- A panel of advisers to the Centers for Disease Control and Prevention endorsed use of Pfizer and BioNTech's coronavirus vaccine in young teenagers, adding their support on Wednesday to the Food and Drug Administration's authorization of the shot for 12- to 15-year-olds earlier this week.
- The committee, made up of infectious disease doctors and pediatricians, voted 14-0 to recommend the shot for adolescents. One panelist recused herself because she was involved in coronavirus vaccine clinical trials.
- The vote, which the CDC officially adopted hours after, gives a clear green light for states to begin vaccinating 12- to 15-year-olds. While some had already begun to offer vaccinations to adolescents in that age range, others were waiting for the CDC's panel endorsement.
The FDA's decision Monday to expand the authorization of Pfizer and BioNTech's vaccine was a significant step, making millions of younger adolescents in the U.S. eligible to receive the shot ahead of summer camps and the next school year.
While children and teens are at much lower risk of severe illness of death, they are still susceptible to infection and can experience more serious symptoms, particularly for those individuals who have other medical conditions.
"This is a really important issue for this summer," said Camille Kotton, an infectious disease doctor at Massachusetts General Hospital and a panelist, referring to vaccinating young teens. "This is another way to get closer to ending this horrible pandemic."
Committee members agreed the benefits far outweighed the risks and noted more data would be collected following the shot's roll-out in adolescents.
"I want to remind everyone that intensive safety scrutiny of this vaccine will continue after the authorization," said Matthew Daley, a researcher at Kaiser Permanente Colorado and a panelist. "We're just going to get more data on the 12- to 15-year-olds."
In authorizing the vaccine for use in young teens, the FDA highlighted clinical data that showed the shot to be similarly safe and effective as in young adults. But as Pfizer and BioNtech's study mostly enrolled adults over 18, the supporting results come from only a couple thousand participants aged 12 to 15.
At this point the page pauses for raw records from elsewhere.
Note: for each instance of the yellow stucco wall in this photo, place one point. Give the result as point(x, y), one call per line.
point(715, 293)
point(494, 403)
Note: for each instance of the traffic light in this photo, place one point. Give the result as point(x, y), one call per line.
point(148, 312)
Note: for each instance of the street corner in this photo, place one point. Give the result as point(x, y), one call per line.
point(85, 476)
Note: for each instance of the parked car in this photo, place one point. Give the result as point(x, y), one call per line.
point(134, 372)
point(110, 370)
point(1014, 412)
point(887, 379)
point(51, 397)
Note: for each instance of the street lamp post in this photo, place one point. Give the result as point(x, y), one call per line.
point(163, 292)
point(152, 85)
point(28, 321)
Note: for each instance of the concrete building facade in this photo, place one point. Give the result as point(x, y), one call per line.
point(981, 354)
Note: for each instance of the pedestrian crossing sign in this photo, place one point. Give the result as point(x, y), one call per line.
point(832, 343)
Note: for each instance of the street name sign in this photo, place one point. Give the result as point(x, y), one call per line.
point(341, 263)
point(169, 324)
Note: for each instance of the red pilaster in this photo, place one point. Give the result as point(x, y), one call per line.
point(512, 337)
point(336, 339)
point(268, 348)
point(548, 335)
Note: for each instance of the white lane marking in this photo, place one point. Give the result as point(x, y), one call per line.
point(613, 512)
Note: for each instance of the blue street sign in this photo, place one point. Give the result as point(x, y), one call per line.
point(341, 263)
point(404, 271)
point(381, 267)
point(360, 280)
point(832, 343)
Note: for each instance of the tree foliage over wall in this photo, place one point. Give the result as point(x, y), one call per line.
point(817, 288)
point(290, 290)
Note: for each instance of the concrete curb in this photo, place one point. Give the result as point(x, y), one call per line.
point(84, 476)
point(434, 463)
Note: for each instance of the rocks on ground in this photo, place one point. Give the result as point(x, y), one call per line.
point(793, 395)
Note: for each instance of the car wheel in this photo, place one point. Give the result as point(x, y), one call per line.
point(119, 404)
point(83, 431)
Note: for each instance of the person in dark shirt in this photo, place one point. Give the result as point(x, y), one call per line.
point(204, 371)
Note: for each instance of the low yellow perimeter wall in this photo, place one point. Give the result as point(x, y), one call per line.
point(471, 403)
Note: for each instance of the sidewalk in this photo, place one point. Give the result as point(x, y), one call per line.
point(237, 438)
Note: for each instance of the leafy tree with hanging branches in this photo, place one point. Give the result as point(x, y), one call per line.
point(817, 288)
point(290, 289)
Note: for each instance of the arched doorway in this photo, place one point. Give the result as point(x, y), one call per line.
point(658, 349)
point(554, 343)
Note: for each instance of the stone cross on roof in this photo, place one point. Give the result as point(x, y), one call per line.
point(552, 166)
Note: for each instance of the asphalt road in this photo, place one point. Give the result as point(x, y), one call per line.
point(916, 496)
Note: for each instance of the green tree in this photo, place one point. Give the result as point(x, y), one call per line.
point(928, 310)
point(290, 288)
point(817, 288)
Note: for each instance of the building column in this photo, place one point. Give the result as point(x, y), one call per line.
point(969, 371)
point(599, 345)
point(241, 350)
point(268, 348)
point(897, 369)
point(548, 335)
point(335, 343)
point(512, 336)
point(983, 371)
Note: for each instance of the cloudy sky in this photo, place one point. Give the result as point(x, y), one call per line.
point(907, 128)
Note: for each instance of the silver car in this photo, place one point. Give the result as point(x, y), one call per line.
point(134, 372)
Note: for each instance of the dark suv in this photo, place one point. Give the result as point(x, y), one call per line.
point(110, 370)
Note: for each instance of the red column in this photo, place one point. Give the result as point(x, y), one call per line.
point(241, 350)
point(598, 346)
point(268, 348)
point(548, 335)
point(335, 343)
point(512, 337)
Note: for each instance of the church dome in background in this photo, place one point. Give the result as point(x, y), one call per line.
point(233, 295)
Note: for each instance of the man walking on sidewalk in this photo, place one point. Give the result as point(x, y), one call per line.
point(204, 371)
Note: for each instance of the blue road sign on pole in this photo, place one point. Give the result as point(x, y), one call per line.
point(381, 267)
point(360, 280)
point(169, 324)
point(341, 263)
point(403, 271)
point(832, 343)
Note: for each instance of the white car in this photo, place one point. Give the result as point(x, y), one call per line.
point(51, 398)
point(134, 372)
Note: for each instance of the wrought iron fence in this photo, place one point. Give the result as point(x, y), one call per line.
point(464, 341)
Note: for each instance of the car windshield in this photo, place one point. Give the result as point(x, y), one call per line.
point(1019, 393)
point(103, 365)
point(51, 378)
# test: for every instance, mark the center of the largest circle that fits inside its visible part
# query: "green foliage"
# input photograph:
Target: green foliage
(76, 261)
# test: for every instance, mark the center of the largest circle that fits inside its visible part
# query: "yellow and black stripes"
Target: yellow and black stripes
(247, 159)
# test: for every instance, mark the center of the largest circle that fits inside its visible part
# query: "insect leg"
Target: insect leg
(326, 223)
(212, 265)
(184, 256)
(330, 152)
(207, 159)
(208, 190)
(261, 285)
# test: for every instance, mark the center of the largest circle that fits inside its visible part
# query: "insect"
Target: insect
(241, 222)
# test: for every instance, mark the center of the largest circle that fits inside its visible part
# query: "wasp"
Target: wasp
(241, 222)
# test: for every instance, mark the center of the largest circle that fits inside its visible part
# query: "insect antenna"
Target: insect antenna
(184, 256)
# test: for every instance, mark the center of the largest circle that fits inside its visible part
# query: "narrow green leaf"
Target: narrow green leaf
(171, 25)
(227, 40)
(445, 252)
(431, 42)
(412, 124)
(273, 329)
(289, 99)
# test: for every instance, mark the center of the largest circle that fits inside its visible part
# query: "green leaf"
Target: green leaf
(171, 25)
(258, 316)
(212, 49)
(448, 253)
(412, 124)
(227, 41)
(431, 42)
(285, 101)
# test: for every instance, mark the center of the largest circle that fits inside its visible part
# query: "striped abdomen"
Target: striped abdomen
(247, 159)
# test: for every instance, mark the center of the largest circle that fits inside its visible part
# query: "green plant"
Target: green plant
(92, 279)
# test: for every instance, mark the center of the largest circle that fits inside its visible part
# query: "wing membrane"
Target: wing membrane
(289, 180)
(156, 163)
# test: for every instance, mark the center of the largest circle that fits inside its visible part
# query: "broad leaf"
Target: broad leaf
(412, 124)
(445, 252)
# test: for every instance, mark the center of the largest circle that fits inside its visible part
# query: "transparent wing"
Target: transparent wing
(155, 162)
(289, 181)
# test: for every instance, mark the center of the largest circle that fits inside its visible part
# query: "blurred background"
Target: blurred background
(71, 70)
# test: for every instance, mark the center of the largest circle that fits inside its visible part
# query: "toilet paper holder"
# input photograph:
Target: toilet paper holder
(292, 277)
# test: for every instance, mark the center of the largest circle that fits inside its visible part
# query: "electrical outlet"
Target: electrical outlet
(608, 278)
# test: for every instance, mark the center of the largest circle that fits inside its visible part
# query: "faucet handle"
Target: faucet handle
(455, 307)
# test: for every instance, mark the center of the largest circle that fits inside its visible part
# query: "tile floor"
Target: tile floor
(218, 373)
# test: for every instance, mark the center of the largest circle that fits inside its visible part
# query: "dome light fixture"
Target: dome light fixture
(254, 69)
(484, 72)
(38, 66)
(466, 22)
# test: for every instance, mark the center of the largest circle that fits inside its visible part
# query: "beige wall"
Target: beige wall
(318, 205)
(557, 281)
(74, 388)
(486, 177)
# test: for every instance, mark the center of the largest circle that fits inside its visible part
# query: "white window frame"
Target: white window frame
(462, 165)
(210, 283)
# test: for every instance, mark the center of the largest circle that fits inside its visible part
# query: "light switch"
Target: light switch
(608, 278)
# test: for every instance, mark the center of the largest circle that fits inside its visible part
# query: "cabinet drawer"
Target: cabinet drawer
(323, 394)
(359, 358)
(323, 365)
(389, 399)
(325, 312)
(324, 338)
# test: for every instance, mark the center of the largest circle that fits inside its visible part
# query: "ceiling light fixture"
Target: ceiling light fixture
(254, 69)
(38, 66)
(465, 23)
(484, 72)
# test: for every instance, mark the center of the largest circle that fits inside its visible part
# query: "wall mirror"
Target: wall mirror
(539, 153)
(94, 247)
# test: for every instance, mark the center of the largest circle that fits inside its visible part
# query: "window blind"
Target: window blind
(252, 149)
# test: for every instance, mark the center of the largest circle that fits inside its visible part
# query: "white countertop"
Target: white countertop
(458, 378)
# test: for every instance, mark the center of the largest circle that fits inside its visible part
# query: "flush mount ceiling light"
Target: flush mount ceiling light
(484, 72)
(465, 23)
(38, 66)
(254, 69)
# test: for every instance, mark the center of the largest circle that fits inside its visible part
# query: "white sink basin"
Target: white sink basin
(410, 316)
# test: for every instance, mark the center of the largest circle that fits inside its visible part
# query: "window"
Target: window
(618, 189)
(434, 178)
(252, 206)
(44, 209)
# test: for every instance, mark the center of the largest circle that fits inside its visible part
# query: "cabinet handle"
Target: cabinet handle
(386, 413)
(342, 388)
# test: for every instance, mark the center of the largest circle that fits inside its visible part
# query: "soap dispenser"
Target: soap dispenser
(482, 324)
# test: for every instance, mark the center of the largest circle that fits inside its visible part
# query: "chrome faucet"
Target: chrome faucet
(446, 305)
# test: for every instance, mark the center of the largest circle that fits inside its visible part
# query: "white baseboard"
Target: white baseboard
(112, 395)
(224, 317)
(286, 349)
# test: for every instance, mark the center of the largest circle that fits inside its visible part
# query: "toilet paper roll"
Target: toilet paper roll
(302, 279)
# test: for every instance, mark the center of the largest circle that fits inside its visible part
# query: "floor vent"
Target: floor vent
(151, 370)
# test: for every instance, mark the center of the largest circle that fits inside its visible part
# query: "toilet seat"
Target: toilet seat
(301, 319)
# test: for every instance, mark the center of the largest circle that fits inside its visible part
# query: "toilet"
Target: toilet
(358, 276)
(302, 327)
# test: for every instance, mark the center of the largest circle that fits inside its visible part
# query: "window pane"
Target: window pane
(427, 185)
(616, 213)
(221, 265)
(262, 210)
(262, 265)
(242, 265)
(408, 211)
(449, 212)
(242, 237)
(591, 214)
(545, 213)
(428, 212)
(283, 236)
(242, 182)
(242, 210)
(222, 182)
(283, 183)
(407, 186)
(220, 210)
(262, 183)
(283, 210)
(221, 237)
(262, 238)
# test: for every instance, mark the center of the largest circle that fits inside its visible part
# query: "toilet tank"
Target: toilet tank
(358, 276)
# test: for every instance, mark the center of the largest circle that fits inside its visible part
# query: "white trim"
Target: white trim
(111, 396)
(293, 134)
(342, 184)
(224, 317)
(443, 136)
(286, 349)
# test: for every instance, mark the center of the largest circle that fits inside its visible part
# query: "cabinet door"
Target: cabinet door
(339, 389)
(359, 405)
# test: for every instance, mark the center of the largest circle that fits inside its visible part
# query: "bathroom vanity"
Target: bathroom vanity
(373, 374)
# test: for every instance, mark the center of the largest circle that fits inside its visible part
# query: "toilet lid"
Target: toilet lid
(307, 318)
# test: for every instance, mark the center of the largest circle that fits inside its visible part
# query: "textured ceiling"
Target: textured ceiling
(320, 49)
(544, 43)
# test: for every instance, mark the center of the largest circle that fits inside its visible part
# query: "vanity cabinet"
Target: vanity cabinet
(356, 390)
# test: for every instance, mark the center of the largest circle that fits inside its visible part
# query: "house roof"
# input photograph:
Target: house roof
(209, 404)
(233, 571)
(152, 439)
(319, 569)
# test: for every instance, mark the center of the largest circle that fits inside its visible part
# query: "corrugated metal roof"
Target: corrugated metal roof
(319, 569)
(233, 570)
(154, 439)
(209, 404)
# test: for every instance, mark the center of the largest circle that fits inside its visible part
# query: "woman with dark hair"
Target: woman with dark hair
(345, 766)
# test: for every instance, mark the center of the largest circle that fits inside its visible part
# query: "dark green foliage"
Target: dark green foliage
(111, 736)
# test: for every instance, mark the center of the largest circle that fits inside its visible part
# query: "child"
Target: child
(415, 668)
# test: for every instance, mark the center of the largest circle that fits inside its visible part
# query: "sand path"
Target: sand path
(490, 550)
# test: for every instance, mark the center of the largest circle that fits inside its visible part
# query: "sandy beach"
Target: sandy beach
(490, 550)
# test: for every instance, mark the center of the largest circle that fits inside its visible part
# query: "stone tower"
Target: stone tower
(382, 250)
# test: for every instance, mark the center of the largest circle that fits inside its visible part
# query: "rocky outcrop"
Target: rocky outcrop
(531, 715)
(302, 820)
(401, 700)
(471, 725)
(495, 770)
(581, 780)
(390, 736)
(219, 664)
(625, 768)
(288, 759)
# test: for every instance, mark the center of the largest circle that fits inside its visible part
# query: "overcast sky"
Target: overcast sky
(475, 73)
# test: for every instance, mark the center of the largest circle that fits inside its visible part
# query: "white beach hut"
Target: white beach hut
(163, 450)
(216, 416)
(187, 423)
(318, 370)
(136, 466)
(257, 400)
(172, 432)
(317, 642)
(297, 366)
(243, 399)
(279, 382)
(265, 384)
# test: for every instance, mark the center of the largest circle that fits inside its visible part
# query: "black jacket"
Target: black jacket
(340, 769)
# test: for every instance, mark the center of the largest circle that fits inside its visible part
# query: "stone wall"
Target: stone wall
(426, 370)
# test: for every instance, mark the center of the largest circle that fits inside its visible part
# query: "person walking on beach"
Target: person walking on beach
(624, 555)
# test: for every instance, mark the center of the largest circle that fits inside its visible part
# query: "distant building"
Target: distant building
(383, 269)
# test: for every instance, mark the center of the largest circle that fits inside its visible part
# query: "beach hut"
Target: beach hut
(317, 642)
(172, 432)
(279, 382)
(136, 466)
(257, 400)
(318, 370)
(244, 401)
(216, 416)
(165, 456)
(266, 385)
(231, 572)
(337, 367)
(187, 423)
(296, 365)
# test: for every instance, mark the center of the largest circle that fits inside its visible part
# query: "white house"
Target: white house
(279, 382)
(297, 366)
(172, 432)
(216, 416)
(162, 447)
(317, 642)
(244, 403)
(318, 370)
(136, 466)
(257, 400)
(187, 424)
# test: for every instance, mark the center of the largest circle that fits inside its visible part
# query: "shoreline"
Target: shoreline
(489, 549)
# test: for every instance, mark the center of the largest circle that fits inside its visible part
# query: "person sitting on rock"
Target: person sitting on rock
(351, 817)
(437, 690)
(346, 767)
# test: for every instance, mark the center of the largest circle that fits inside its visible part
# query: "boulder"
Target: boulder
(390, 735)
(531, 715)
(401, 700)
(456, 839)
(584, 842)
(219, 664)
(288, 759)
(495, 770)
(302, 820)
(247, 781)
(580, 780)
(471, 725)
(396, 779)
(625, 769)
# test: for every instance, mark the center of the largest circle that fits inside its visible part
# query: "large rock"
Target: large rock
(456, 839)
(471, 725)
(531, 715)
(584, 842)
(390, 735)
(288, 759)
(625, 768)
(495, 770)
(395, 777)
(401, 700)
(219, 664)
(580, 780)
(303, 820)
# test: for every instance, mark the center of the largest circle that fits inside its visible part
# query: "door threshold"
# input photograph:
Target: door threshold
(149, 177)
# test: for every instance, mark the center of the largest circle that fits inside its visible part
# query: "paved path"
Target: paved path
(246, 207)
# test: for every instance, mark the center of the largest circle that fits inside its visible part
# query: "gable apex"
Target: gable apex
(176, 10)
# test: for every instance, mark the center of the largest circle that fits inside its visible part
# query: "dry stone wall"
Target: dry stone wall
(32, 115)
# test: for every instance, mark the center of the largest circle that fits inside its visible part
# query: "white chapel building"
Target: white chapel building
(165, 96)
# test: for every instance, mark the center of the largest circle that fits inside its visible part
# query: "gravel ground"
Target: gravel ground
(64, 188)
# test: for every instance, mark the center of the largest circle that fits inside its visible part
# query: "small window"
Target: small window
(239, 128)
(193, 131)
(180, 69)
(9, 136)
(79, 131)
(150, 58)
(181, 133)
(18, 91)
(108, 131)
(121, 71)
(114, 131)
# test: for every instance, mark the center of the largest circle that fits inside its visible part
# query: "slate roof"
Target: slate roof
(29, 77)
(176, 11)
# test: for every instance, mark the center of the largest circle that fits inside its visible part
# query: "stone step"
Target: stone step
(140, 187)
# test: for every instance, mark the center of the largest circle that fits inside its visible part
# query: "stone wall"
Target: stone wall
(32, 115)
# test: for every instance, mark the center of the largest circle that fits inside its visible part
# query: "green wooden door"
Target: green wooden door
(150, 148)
Wednesday's meeting offered a forum for a more thorough public vetting of that data, which could help build confidence in the FDA's decision. CDC officials, as well as a representative from Pfizer, detailed the trial results as well as epidemiological data on COVID-19 infections in younger adolescents to help the committee members make their decision.
In particular, the Pfizer representative compared rates of side effects in 12- to 15-year olds to those in older teenagers and young adults. Injection site pain, headache, tiredness and fever were most common and similar in rate between the two groups. Almost all were mild to moderate in degree.
During Wednesday's meeting, the CDC noted it would no longer advise against co-administering other vaccines alongside coronavirus shots, as it has since Pfizer's and Moderna's were first authorized in the U.S. The agency is cautioning, however, that providers consider the strength of reactions different vaccines elicit, as it's not known whether so-called "reactogenicity" increases with co-administration.
Looking ahead, the FDA plans to hold an advisory committee meeting of its own in June to discuss the data it would need to evaluate vaccine use in children younger than 12.
Through Tuesday, about 153 million people older than 16 had received at least one dose of a coronavirus vaccine, CDC data show, equivalent to about 46% of the U.S. population. There are roughly 17 million adolescents aged 12 to 15 in the U.S., according to numbers cited by the Kaiser Family Foundation.
Editor's note: This story has been updated to reflect the outcome of the committee's vote on Wednesday afternoon and to include the official adoption of the vote into CDC guidance.